5.6   Absuche nach verstreutem Gefahrgut und Messung radioaktiver Kontamination

1Bestehen Anhaltspunkte, dass die Umgebung der Unfallstelle durch beschädigte Versandstücke mit Gefahrgut – insbesondere zerstreute radioaktive Ladung – oder durch zerstörte Bordinstrumente kontaminiert ist oder dass scheinbar intaktes Gefahrgut verstreut wurde, hat der nächstgelegene GG-SBC-Trupp oder SBC-Trupp der Polizei die erforderlichen Maßnahmen, insbesondere Strahlungsmessungen und die Gewährleistung der Personendosimetrie der Einsatzkräfte, durchzuführen und den Örtlichen Einsatzleiter zu beraten. 2Kann eine entsprechend ausgerüstete Feuerwehr diese Aufgabe zeitnäher erledigen, so ist auch diese zu alarmieren; gegebenenfalls sind weitere Sachverständige, zum Beispiel das Landesamt für Umwelt, hinzuzuziehen. 3Bei Unfällen mit radioaktiven Stoffen ist in jedem Fall das Landesamt für Umwelt zu informieren. 4Beim Auffinden von Gefahrgut oder Überresten von Verpackungen ist der Untersuchungsführer des BFU sofort zu informieren. 5Insbesondere sind vorhandene Regelungen zu Asservatentransporten zu beachten. 6Strahlendosimeter können bei der Auswertungsstelle (AWST) der Mirion Technologies GmbH, https://www.auswertungsstelle.de/die-awst/index.html, bezogen werden.

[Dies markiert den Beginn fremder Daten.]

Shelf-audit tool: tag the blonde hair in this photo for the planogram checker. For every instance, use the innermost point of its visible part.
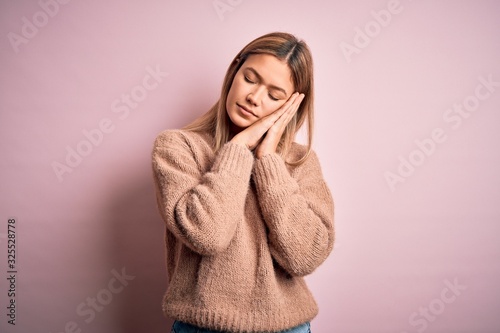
(296, 54)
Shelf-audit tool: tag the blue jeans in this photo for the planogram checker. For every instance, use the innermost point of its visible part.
(180, 327)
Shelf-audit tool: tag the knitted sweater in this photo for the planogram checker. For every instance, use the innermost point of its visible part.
(241, 233)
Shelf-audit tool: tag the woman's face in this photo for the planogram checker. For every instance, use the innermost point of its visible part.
(261, 86)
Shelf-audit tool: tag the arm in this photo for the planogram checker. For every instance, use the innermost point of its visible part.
(298, 211)
(199, 207)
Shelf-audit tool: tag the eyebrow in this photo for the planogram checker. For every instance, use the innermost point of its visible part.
(271, 86)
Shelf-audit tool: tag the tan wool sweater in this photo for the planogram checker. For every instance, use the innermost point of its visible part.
(241, 233)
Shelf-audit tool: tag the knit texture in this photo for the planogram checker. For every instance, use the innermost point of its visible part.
(241, 233)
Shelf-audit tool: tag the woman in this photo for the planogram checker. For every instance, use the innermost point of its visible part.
(247, 211)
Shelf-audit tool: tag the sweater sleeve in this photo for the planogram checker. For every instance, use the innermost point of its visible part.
(198, 207)
(298, 211)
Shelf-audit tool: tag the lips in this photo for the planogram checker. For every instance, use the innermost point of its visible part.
(246, 110)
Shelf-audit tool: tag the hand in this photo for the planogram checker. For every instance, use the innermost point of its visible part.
(273, 124)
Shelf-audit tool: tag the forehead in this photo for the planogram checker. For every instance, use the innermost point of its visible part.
(272, 70)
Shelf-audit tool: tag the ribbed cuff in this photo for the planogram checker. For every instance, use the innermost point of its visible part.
(234, 158)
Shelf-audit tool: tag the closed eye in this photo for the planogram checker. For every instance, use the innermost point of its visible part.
(273, 98)
(248, 79)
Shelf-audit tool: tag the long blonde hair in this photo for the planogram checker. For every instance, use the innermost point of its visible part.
(296, 54)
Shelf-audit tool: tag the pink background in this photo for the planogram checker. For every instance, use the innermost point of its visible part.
(399, 248)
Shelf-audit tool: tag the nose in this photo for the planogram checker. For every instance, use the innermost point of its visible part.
(255, 96)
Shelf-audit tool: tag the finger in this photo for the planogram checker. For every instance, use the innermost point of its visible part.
(290, 113)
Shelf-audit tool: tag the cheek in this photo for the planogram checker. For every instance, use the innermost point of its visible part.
(272, 107)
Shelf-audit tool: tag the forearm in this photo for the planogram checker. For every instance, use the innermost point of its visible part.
(299, 215)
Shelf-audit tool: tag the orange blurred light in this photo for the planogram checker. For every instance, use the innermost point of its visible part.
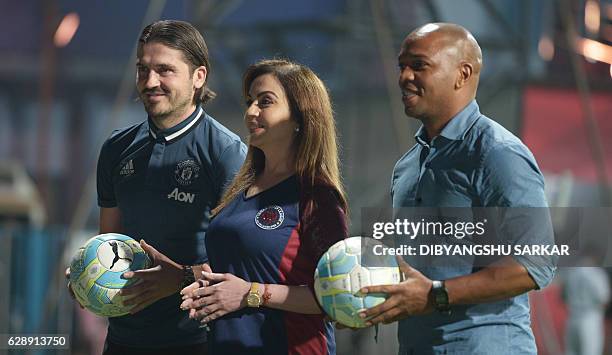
(592, 14)
(594, 50)
(546, 48)
(66, 30)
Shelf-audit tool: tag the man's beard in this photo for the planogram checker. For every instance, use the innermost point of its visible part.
(171, 109)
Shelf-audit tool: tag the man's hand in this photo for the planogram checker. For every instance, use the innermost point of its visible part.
(67, 274)
(227, 294)
(153, 284)
(409, 297)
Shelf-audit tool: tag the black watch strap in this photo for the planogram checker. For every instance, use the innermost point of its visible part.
(188, 277)
(440, 297)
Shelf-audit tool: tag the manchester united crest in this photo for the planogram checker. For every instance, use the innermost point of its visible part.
(186, 172)
(270, 217)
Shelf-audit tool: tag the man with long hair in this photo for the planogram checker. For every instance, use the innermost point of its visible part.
(159, 180)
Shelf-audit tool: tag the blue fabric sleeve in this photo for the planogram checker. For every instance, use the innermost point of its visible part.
(512, 181)
(104, 178)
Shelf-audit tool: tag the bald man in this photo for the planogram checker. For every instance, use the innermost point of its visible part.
(461, 159)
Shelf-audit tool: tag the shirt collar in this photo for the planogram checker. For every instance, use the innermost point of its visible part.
(177, 130)
(457, 127)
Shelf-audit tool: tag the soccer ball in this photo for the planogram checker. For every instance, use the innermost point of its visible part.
(96, 269)
(342, 271)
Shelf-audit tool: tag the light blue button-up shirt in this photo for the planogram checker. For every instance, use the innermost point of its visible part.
(474, 162)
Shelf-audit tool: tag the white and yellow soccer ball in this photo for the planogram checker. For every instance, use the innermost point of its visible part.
(96, 269)
(342, 271)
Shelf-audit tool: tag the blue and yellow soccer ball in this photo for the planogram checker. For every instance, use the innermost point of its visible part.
(342, 271)
(96, 269)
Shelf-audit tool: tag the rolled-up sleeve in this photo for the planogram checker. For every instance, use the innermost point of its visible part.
(511, 181)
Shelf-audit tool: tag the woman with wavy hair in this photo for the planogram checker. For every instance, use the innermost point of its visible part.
(283, 210)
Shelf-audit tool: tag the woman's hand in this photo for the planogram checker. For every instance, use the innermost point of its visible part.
(215, 296)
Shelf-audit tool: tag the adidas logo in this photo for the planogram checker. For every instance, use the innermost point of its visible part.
(128, 169)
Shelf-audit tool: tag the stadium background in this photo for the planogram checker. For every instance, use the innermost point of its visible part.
(67, 79)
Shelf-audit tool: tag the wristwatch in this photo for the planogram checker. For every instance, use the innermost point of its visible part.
(440, 297)
(253, 298)
(188, 277)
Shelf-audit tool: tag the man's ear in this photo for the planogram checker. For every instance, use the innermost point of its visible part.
(199, 77)
(464, 74)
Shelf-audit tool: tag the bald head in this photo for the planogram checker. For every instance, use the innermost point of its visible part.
(439, 71)
(453, 38)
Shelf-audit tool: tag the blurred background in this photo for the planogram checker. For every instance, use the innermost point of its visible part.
(67, 80)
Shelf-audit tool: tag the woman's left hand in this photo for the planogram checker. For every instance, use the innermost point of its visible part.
(226, 294)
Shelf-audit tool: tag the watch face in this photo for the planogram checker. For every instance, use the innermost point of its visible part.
(253, 300)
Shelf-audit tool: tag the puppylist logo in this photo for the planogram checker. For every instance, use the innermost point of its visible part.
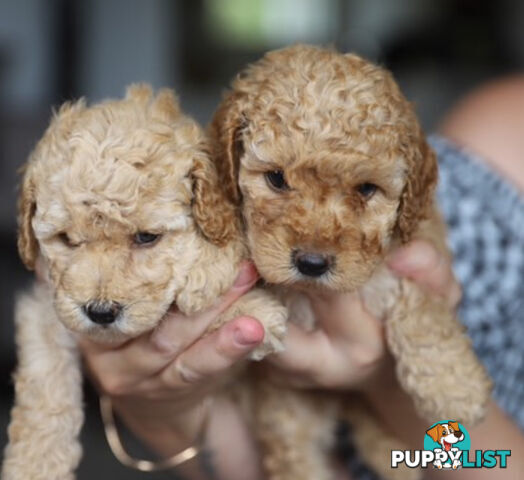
(447, 447)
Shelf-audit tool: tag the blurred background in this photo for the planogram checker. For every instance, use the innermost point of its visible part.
(55, 50)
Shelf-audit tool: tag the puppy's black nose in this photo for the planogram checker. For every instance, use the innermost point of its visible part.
(102, 313)
(311, 264)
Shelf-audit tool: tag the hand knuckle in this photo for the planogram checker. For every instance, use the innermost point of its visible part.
(112, 386)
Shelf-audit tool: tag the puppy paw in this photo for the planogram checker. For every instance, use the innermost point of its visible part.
(274, 318)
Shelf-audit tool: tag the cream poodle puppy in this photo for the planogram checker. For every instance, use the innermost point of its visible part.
(331, 170)
(121, 210)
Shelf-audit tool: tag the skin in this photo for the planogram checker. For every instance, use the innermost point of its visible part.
(165, 411)
(499, 141)
(348, 352)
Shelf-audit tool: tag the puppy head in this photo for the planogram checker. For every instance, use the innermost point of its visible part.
(328, 162)
(115, 200)
(446, 434)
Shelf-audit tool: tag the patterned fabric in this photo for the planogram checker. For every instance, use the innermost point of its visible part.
(485, 217)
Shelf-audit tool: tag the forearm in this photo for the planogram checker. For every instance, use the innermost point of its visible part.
(496, 431)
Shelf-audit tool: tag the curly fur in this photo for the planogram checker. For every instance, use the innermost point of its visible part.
(98, 176)
(332, 122)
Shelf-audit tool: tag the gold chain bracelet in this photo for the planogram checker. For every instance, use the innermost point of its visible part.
(115, 444)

5.7   Freigabe (vgl. § 13 FlUUG)

1Über die Freigabe der Unfallstelle nach § 13 FlUUG, des Luftfahrzeugs, des Wracks oder seiner Teile, der Ladung und etwaiger Opfer entscheidet der Untersuchungsführer der BFU in enger Zusammenarbeit mit der zuständigen Staatsanwaltschaft und der zuständigen Einsatzzentrale der Bayerischen Landespolizei. 2Sofern es sich um ein Militärflugzeug handelt, ist die Zustimmung des Landeskommandos Bayern einzuholen.